COST OF DOING BUSINESS
While most well-heeled European broadcasters now operate multiple niche channels, Ranelagh notes that more and more resources have to be allotted for national and local production. However well-made and broadly appealing they may be, American shows have two drawbacks: increasingly, he argues, they are produced by the sister studios of the network (thus presumably limiting, if not stifling, outside talent and creativity) and secondly, the best shows are popping up (pirated or otherwise platformed) almost instantly in Europe after their U.S. premieres, thus diminishing their long-term appeal.

Jeff Ford, who uniquely headed acquisitions teams at Britain’s top three commercial broadcasters (ITV, Channel 4 and Channel 5) and is now director of content at Ireland’s TV3, takes the long view of the latest developments. There are, he says, reasons he’s not overly worried.

“Each new bit of technology changes the game board, and yes, prior windows can devalue your own rights in a given case,” Ford admits. But, he emphasizes, there are opportunities for broadcasters like his. For one thing, his station is finding that “stacking” older episodes of a series so that viewers can feast on a particular show on a given day is quite a popular tactic. (Such stunts have worked with The Big Bang Theory and CSI, among others.)

“It’s a way to shift catch-up from an online to a linear environment and expand the viewer experience,” Ford says.

CREATIVE SHIFTS
The disruptions in the business and the digital advances have not escaped the creatives behind the camera and in the writers’ rooms.

The executive producers of the FX series The Americans, Weisberg and Fields, say what’s really changed for them in this new environment is “the visceral, almost instantaneous feedback and involvement” they get from viewers via social media and the like. “It used to be that we’d get a couple of reviews after a series’ premiere and then, well, just a cold set of ratings on a regular basis,” Weisberg explains. “Nowadays,” continues Fields, whose background is in theater, “we can follow Twitter feeds, and what we learn from how viewers and fans and critics are reacting we often bring up in the writers’ room.”

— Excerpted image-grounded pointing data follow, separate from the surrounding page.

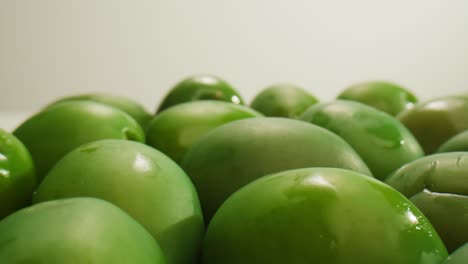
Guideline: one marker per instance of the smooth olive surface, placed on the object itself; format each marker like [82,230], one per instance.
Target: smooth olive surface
[379,138]
[52,133]
[17,179]
[142,181]
[239,152]
[283,100]
[320,215]
[385,96]
[438,186]
[79,231]
[201,87]
[459,142]
[460,256]
[129,106]
[173,131]
[434,122]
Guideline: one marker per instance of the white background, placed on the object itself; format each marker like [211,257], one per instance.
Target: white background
[51,48]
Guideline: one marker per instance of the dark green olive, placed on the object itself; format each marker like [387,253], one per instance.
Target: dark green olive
[239,152]
[53,132]
[283,100]
[434,122]
[438,186]
[385,96]
[201,87]
[379,138]
[173,131]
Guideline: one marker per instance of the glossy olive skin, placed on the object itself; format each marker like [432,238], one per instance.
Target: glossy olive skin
[385,96]
[320,215]
[60,128]
[80,231]
[17,179]
[438,186]
[237,153]
[142,181]
[434,122]
[379,138]
[175,130]
[460,256]
[131,107]
[283,100]
[459,142]
[200,87]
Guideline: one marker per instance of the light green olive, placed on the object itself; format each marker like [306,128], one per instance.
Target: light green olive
[460,256]
[142,181]
[239,152]
[438,186]
[17,179]
[385,96]
[435,121]
[379,138]
[52,133]
[79,231]
[320,215]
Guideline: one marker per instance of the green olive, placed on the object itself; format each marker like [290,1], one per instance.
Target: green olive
[17,179]
[201,87]
[283,100]
[434,122]
[142,181]
[173,131]
[320,215]
[459,142]
[131,107]
[239,152]
[438,186]
[460,256]
[79,231]
[385,96]
[52,133]
[379,138]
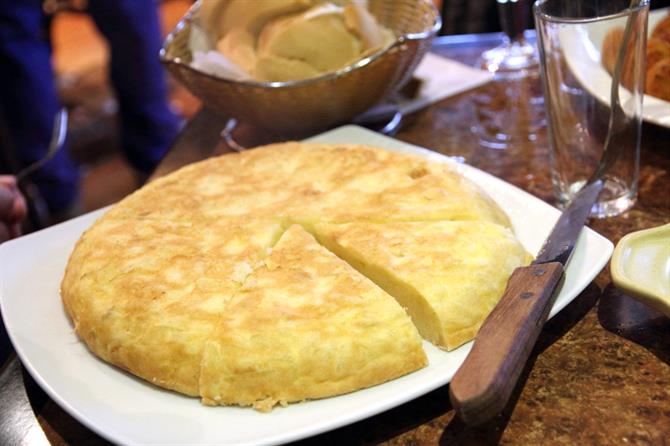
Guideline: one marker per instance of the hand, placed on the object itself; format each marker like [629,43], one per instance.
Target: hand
[13,208]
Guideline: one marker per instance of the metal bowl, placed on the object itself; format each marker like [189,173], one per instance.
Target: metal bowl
[300,107]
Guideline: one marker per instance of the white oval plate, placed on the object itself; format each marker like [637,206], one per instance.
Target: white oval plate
[127,410]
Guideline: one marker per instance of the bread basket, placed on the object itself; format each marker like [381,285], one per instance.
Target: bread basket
[302,107]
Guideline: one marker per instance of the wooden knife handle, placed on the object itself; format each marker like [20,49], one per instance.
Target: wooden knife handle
[483,384]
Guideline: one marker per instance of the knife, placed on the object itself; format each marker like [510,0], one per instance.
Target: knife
[483,384]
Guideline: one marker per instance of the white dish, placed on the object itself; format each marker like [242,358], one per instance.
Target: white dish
[126,410]
[584,47]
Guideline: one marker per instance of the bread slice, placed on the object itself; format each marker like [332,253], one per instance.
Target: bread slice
[448,275]
[306,325]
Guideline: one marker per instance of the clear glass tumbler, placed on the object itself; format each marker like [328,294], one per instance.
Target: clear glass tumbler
[579,42]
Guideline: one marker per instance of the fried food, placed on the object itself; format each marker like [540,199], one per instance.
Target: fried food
[208,283]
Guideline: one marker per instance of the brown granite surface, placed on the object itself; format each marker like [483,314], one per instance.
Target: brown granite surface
[600,373]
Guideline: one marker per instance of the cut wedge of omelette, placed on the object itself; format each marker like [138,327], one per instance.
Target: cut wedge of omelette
[449,275]
[207,282]
[306,325]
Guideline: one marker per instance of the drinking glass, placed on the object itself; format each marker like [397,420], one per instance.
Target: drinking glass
[514,57]
[579,44]
[510,111]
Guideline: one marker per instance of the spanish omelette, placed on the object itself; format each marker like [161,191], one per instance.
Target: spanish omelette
[159,285]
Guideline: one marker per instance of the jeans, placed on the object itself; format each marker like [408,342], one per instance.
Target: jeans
[29,102]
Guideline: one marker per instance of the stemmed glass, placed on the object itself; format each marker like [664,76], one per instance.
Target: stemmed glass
[510,111]
[515,57]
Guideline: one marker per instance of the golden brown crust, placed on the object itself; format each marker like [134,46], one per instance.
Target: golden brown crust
[448,274]
[610,50]
[658,53]
[154,286]
[662,29]
[658,80]
[657,50]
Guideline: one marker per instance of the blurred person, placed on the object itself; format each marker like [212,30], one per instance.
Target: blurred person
[13,209]
[29,101]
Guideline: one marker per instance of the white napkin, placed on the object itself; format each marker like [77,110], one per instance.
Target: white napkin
[441,78]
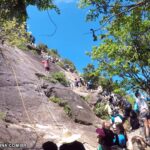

Adds Nick Hamm, the executive producer of yet another serialized drama, Rogue, which airs in the U.S. on DIRECTV, “There’s been a massive explosion in high-level drama in America,” and not by chance. “It’s because you’ve had a complete fracturing of traditional distribution, so people don’t watch television in the same way as they used to ten years ago. Appointment television is almost finished as an idea; network television is almost finished as an idea. The broadcasters will be the Internet; the broadcasters will be your app and they will be on your phone. That’s made material available in a completely different way. It’s like a great book: if you want to keep reading it, you’re going to keep reading it. Now you’ve got the opportunity to do that.”